Google’s Android OS May Take Over Car Infotainment Systems
Google held its latest I/O press conference yesterday at its headquarters in Mountain View, California, where the tech giant announced a wave of future plans including new products for the house and car.
Right now Google’s popular Android Auto smartphone integration system is being updated with improved voice activation through the Apple Siri-like Hotword feature. Android Auto is also getting the Waze navigation app integrated.
Waze uses crowdsourcing to provide navigation and real-time traffic information and may soon prove more popular than many in-built navigation systems. On a related note, Waze is also being enhanced with a new ride-sharing extension called Waze Rider that could soon prove a threat to existing ride-sharing services such as Lyft and Uber.
But this is only the start of Google’s overarching plan to eventually provide a complete infotainment system for the car based on its Android operating system.
At its press conference, Google rolled out a Maserati Ghibli running an infotainment system based on a next-generation Android OS currently referred to as Android N. The Ghibli featured a 15.0-inch screen in its dash that served as the main interface.

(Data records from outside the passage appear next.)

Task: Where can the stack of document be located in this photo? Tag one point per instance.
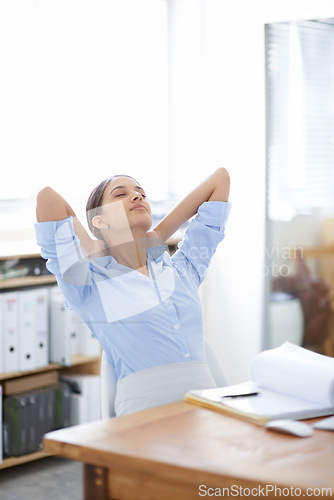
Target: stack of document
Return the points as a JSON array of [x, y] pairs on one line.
[[286, 382]]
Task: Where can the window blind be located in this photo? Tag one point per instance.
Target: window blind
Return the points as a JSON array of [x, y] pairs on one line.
[[300, 117]]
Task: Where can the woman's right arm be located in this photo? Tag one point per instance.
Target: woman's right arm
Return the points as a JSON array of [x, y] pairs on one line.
[[51, 206]]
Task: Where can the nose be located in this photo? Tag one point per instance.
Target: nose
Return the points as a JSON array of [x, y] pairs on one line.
[[137, 196]]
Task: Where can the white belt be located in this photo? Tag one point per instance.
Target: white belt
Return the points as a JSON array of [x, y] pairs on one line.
[[160, 385]]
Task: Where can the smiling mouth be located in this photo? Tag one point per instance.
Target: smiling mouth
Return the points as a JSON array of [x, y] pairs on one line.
[[138, 208]]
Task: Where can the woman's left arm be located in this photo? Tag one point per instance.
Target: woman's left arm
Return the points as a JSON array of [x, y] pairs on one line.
[[215, 188]]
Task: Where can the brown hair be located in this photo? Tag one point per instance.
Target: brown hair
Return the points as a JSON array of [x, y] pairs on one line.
[[94, 203]]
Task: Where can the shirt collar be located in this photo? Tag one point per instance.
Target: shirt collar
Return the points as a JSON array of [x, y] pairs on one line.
[[154, 253]]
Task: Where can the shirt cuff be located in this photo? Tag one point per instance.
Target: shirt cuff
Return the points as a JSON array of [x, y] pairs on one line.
[[45, 231], [214, 213]]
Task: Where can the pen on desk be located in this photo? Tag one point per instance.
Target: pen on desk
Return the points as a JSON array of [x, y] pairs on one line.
[[240, 395]]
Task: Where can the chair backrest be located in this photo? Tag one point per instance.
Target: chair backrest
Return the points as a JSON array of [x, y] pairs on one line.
[[109, 380]]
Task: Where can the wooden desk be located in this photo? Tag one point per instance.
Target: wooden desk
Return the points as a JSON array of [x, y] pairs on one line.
[[167, 453]]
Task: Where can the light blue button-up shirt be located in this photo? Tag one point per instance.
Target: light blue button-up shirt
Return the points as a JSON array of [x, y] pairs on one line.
[[140, 321]]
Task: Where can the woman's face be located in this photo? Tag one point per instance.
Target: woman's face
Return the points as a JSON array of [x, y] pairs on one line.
[[124, 206]]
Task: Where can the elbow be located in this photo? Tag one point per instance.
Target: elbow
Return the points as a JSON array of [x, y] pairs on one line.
[[43, 200], [223, 174], [221, 186]]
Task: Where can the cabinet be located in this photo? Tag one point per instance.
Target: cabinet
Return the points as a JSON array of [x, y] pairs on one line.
[[33, 266]]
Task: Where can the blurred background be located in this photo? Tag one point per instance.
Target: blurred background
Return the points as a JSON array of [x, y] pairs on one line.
[[167, 91]]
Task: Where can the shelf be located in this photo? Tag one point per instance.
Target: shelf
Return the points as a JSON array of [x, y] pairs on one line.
[[27, 281], [13, 461], [76, 361]]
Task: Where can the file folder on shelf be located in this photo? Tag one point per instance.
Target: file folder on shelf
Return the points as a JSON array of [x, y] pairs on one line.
[[26, 329], [10, 332], [41, 327]]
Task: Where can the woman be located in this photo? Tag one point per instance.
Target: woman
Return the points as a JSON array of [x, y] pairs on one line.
[[140, 303]]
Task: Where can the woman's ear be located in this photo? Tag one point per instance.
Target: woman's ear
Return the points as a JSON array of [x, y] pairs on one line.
[[99, 223]]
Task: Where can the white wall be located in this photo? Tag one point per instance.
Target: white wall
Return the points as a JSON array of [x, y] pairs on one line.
[[234, 83]]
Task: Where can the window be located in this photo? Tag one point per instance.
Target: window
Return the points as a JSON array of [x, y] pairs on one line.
[[300, 117], [83, 95]]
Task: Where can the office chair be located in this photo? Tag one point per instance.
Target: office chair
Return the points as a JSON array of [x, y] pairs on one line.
[[109, 380]]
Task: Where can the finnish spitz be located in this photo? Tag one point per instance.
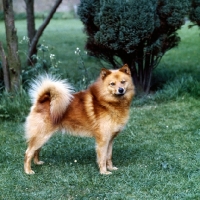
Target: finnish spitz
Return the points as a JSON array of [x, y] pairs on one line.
[[101, 112]]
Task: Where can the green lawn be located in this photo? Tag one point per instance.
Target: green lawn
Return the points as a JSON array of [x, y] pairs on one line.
[[158, 154]]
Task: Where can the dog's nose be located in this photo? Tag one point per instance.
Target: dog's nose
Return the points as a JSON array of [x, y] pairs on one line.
[[121, 90]]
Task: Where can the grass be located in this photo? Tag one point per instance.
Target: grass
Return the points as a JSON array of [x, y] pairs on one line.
[[158, 153]]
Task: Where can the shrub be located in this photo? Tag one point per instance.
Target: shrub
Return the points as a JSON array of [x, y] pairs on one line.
[[135, 32]]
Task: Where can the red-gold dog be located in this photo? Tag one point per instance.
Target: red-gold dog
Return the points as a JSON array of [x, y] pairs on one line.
[[101, 112]]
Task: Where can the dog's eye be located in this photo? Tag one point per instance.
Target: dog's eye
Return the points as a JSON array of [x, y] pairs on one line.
[[112, 83]]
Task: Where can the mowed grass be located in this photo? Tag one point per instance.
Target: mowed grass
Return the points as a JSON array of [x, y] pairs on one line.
[[158, 154]]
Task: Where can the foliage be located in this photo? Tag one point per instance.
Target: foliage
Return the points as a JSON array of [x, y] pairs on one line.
[[57, 15], [195, 12], [138, 33]]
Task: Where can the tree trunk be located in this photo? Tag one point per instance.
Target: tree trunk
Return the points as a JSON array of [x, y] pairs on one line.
[[6, 75], [38, 33], [13, 60], [31, 31]]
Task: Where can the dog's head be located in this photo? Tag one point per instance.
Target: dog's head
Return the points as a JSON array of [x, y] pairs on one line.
[[117, 82]]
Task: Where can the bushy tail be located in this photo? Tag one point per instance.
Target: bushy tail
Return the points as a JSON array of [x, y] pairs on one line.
[[58, 93]]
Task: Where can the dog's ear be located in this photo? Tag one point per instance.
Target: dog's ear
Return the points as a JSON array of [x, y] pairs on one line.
[[104, 72], [125, 69]]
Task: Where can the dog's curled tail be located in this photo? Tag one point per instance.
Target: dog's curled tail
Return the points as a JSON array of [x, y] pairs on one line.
[[47, 88]]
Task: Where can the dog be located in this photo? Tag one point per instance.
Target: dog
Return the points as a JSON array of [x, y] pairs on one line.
[[101, 111]]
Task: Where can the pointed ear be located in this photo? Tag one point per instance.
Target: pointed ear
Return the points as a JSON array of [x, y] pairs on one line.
[[104, 72], [125, 69]]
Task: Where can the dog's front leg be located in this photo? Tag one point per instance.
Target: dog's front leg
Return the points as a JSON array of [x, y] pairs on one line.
[[101, 149], [109, 163]]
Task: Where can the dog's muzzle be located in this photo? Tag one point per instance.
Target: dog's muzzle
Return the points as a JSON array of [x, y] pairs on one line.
[[120, 91]]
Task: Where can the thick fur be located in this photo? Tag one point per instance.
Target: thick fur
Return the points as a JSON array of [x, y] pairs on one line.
[[101, 112]]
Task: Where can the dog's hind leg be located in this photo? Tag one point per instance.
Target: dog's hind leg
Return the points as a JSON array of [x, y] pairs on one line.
[[109, 163], [101, 149], [34, 145], [36, 157]]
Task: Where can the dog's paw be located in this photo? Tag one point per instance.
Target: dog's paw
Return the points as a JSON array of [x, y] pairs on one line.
[[106, 173], [112, 168], [30, 172], [39, 163]]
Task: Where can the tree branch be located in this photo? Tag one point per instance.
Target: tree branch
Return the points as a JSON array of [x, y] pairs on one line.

Ford Motor Company teamed up with Microsoft as early as 2007 to develop its Sync infotainment system and more recently Aston Martin announced that it was working with Chinese firm LeEco on developing an infotainment system, so Google’s announcement of an infotainment system is nothing new. But unlike those systems Android is already in use in many phones and tablets and it looks like Google is gearing up to make the OS the default for all connected devices, including cars.
Google says the benefit to automakers in using its OS is that they will no longer be tasked with having to develop their own systems for features such as climate control, connectivity, navigation, and radio, helping to reduce complexity and costs. The tech giant also points out that a common OS offers advantages for communication between cars on the road, which will be crucial for the launch of fully autonomous cars, which Google is also working on.
However, automakers have been wary of ceding control of a key component such as the infotainment system to an outside firm, especially when it comes to privacy of data collected. For example, we’ve already seen Toyota reject Android Auto and the similar Apple CarPlay smartphone integration system. It will be interesting to watch this battle play out.